When this reform movement became strong, Pope In­nocent III sent crusaders and annihilated the Albigenses. Another opportunity for repentance came with the Waldense movement in 1170. Peter Waldo, a merchant of Lyon, France, was their leader. The Waldense disguised themselves as tradesmen and peddled wares, distribut­ing copies of the New Testament and preaching the pure gospel as they travelled. However, this movement also came to a halt through persecution. Yet another opportunity for repentance appeared with the reform movement led by John Wycliffe. An English­man, he translated the Latin Bible into English and launched a campaign of spreading the Bible throughout the world.

Jan Hus, who was influenced by Wycliffe, became the rector of a university in Bohemia. He cried for reform in

1369, demanding that the church return to pure faith. In 1416 he was excommunicated by the pope and was finally burned to death in France. On the day Hus was executed, the public square was filled with a large crowd. An effigy of a demon was bound to his body, which in turn was bound to a stake by a chain.

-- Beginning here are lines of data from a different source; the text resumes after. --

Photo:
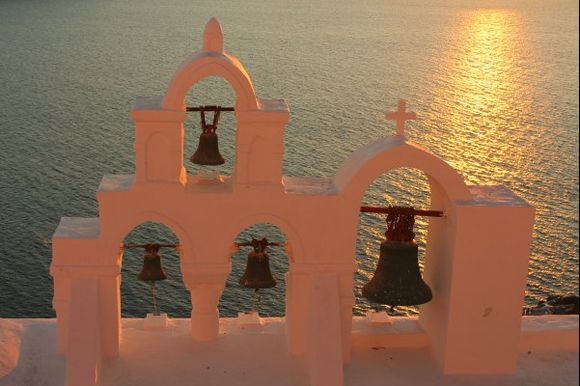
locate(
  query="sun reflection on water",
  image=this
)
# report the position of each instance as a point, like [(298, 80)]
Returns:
[(480, 88)]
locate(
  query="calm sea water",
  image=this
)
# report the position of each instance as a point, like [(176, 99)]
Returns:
[(494, 83)]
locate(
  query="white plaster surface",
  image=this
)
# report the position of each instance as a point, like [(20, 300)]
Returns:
[(116, 183), (309, 185), (464, 250), (257, 356), (148, 103), (495, 195), (77, 228)]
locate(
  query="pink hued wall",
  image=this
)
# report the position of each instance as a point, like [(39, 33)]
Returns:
[(477, 254)]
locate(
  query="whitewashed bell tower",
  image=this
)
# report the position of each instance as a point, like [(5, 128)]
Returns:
[(476, 260)]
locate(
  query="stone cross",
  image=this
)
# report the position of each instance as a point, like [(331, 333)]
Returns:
[(401, 116)]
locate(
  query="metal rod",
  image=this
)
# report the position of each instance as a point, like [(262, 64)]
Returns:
[(154, 295), (390, 209), (130, 246), (249, 244), (210, 108)]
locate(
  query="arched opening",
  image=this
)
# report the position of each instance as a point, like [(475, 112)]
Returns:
[(172, 296), (398, 187), (235, 297), (210, 91)]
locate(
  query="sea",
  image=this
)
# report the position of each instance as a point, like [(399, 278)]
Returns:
[(494, 84)]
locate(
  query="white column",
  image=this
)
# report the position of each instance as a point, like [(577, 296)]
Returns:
[(83, 343), (204, 312), (297, 310), (478, 272), (325, 358), (110, 314)]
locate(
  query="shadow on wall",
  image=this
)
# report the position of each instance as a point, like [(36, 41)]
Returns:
[(37, 340)]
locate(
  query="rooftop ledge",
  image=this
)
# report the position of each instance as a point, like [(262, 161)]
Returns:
[(257, 356)]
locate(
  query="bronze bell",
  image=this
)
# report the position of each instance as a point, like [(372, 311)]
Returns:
[(258, 274), (152, 270), (207, 152), (397, 280)]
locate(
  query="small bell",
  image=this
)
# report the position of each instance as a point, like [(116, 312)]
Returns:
[(397, 280), (152, 270), (258, 274), (207, 152)]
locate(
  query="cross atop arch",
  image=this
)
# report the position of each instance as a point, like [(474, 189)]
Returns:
[(401, 116)]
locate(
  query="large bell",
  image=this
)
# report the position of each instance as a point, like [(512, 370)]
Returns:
[(397, 280), (152, 270), (258, 274), (207, 152)]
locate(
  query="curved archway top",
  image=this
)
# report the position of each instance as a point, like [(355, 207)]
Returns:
[(369, 162), (212, 60), (125, 227)]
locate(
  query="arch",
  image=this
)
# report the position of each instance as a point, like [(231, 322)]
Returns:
[(368, 163), (122, 229), (201, 65), (371, 231), (295, 244)]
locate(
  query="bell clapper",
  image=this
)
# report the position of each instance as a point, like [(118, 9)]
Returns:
[(378, 316), (257, 300), (154, 297)]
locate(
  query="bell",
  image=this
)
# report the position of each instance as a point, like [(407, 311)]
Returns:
[(397, 280), (258, 274), (152, 270), (207, 152)]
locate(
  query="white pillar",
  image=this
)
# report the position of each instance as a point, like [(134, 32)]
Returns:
[(83, 343), (477, 266), (297, 309), (204, 312), (110, 314), (325, 358)]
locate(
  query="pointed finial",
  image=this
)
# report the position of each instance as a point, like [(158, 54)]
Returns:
[(401, 116), (213, 36)]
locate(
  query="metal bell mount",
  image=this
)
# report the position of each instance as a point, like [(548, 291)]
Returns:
[(397, 280), (152, 270), (207, 152)]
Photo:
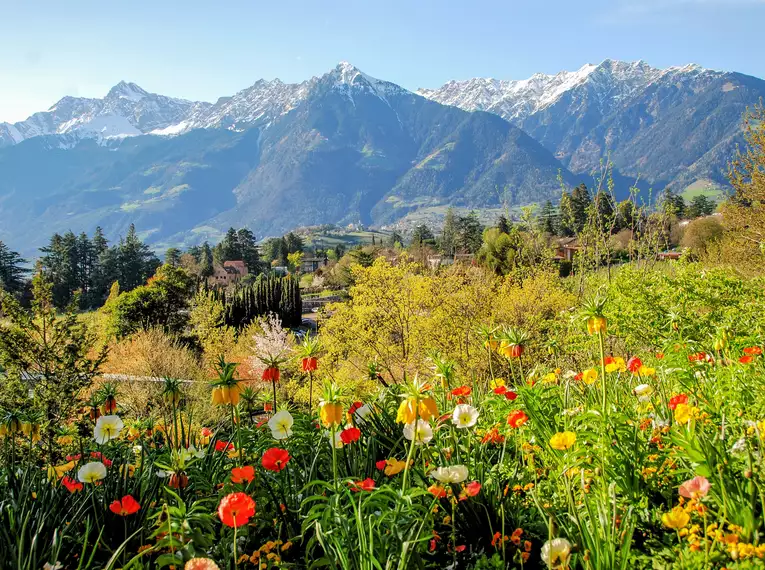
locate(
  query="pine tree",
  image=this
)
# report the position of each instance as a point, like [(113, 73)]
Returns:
[(12, 270)]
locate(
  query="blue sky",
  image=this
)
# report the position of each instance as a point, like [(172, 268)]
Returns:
[(204, 50)]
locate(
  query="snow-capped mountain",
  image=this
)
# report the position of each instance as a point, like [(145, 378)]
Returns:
[(127, 110), (615, 83), (668, 126)]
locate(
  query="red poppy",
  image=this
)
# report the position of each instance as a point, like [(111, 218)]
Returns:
[(242, 474), (349, 435), (275, 459), (674, 401), (236, 509), (101, 458), (517, 418), (365, 485), (462, 391), (271, 374), (634, 364), (127, 506), (72, 485)]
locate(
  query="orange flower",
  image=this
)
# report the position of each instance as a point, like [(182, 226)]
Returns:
[(242, 474), (517, 418), (72, 485), (275, 459), (236, 509), (127, 506), (309, 364), (349, 435), (462, 391), (367, 484)]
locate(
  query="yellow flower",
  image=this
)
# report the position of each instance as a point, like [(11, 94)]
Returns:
[(563, 440), (394, 467), (685, 413), (616, 364), (496, 383), (331, 414), (676, 519), (407, 413), (550, 378), (57, 472)]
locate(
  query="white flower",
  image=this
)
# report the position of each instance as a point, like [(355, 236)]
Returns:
[(91, 472), (107, 428), (453, 474), (465, 416), (421, 432), (556, 552), (643, 392), (281, 425)]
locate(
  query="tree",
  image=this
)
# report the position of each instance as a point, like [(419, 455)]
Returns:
[(11, 270), (162, 302), (449, 233), (470, 233), (55, 356), (548, 219), (173, 256), (423, 236), (745, 211), (700, 234), (700, 206)]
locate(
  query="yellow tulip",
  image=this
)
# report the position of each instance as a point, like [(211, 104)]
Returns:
[(234, 394), (596, 325), (685, 413), (331, 414), (563, 440), (676, 519), (409, 411)]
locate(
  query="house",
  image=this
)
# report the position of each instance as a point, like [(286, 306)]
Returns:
[(229, 272), (566, 248), (311, 264)]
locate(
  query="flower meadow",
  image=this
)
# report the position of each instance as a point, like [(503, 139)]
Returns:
[(649, 460)]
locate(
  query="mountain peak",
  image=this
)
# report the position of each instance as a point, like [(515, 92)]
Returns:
[(126, 90)]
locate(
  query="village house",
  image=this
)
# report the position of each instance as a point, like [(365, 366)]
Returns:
[(312, 264), (229, 272)]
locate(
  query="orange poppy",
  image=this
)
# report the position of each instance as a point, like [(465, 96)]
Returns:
[(517, 418), (242, 474), (127, 506), (236, 509)]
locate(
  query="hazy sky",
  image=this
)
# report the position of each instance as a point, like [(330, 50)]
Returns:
[(204, 50)]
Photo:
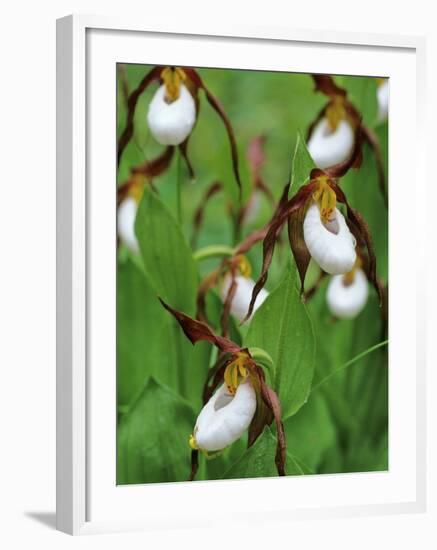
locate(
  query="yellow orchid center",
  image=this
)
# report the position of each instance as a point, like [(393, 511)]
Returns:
[(349, 277), (235, 372), (136, 187), (325, 198), (192, 442), (244, 266), (335, 112), (172, 77)]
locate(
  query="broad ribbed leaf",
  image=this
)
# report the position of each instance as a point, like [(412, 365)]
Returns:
[(282, 327), (152, 443), (259, 460), (167, 258)]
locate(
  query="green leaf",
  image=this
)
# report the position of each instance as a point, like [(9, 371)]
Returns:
[(259, 460), (152, 442), (282, 327), (301, 166), (362, 93), (166, 255), (150, 343), (311, 432)]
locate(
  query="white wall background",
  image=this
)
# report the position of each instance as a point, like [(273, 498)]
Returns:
[(27, 269)]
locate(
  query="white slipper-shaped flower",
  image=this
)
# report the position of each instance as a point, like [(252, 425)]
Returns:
[(329, 147), (171, 122), (330, 243), (127, 212), (347, 296), (382, 94), (242, 296), (225, 418)]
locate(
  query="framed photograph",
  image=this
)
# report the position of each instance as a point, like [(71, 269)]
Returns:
[(237, 331)]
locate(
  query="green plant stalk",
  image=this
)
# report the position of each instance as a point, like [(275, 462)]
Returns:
[(178, 187), (349, 363)]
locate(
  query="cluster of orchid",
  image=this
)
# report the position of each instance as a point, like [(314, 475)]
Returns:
[(322, 226)]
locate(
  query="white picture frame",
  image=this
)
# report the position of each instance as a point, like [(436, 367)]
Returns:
[(86, 501)]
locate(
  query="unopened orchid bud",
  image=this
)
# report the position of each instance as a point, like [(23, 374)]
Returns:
[(225, 418), (126, 215), (329, 146), (382, 93), (330, 242), (242, 296), (171, 122), (346, 296)]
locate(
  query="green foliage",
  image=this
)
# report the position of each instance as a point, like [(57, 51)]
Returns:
[(167, 258), (282, 327), (259, 460), (335, 425), (152, 437)]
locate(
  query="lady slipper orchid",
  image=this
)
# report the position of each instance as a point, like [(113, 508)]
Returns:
[(347, 294), (236, 397), (172, 111), (129, 195), (127, 212), (317, 229), (233, 280), (242, 294), (326, 234), (329, 146), (334, 137), (225, 418), (249, 211), (382, 94)]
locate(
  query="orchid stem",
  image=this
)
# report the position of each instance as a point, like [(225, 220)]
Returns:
[(213, 251), (178, 187), (350, 363)]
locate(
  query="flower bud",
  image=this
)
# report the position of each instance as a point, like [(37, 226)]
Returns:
[(171, 122), (225, 418), (382, 94), (346, 297), (242, 296), (329, 147), (330, 243), (126, 215)]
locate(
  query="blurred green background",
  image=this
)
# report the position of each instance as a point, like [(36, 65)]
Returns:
[(343, 426)]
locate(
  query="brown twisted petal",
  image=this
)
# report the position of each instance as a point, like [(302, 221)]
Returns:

Wood was heaped around his body up to his chin, then set on fire. Historians note that Hus sang hymns as the fire was ignited and began to burn his body. Numerous people witnessing the scene were moved to tears and became followers of the reform movement.

Another reform leader was Jerome Savonarolabfltaly. He was filled with the Holy Spirit while praying. When­ever he preached in Florence, great crowds thronged the city He also preached the restoration of a pure faith, shaking off the sacrificial rites. But like his predecessors, he was arrested, excommunicated and publicly executed. Because the church refused to repent of her spiritual fornication, she had to be “cast...into a bed” (v. 22). That bed was the Protestant Reformation led by Martin Lu­ther, which supplanted the Roman church as God's most faithful witness on earth.